In April, Mr. Trump designated the Islamic Revolutionary Guard Corps (IRGC), Iran’s premier military and internal security force, which includes the Quds Force, as a terrorist organization. The administration said it marked the first time a government agency received the terrorist branding.
In 2007, the Bush administration designed the Quds Force as a terrorist group actively funding America’s lethal enemies and specifically sanctioned Soleimani.
“Through Quds Force material support to the Taliban, we believe Iran is seeking to inflict casualties on U.S. and NATO forces,” the statement said, singling out one of a dozen Quds-aided groups. “In addition, the Quds Force provides lethal support in the form of weapons, training, funding, and guidance to select groups of Iraqi Shi’a militants who target and kill Coalition and Iraqi forces and innocent Iraqi civilians.”
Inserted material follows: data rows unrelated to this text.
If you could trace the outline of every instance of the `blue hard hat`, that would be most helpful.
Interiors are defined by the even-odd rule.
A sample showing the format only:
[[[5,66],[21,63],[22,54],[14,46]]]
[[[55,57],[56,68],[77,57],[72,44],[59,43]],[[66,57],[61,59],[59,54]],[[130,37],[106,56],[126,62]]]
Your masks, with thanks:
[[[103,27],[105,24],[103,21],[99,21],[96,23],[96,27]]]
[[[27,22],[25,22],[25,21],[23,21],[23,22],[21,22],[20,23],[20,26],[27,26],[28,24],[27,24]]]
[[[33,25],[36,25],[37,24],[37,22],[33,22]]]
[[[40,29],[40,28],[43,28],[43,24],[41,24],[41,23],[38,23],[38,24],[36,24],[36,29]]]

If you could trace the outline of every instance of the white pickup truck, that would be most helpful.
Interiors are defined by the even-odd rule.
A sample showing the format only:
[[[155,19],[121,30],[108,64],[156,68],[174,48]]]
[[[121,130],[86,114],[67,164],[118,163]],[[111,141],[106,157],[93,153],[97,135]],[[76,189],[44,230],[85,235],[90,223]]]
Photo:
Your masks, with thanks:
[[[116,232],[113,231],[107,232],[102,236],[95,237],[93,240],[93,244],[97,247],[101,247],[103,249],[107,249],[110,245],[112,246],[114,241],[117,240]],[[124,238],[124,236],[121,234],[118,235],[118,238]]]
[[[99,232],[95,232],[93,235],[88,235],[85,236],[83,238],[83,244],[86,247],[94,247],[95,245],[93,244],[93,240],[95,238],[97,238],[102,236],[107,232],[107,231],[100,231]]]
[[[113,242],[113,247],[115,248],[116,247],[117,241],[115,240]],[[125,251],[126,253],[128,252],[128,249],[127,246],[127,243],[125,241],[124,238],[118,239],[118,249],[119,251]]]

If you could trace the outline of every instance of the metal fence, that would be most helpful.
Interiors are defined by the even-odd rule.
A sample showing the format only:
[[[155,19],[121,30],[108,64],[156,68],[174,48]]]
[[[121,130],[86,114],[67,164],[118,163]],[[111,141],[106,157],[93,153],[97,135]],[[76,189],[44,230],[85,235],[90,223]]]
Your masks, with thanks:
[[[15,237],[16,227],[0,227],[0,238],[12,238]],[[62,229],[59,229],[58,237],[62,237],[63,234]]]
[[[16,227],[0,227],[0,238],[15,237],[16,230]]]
In a 2018 speech in Iran, Soleimani mocked Mr. Trump as the president was upping his anti-Iran rhetoric.
“Not a night goes by when we don’t think about you in our sleep,” Soleimani said, according to the Middle East Media Research Institute. “Let me tell you, Mr. Trump the gambler Let me tell you Know that we are near you, in places that don’t come to your mind. We are near you in places that you can’t even imagine. We are a nation of martyrdom.”
That same month, Secretary of State Mike Pompeo said at the Ronald Reagan Presidential Library on countering Iran: “There’s more to come. Regime leaders, especially those at the top of the IRGC and the Quds Force like Qassem Soleimani, must be made to feel painful consequences of their bad decision making.”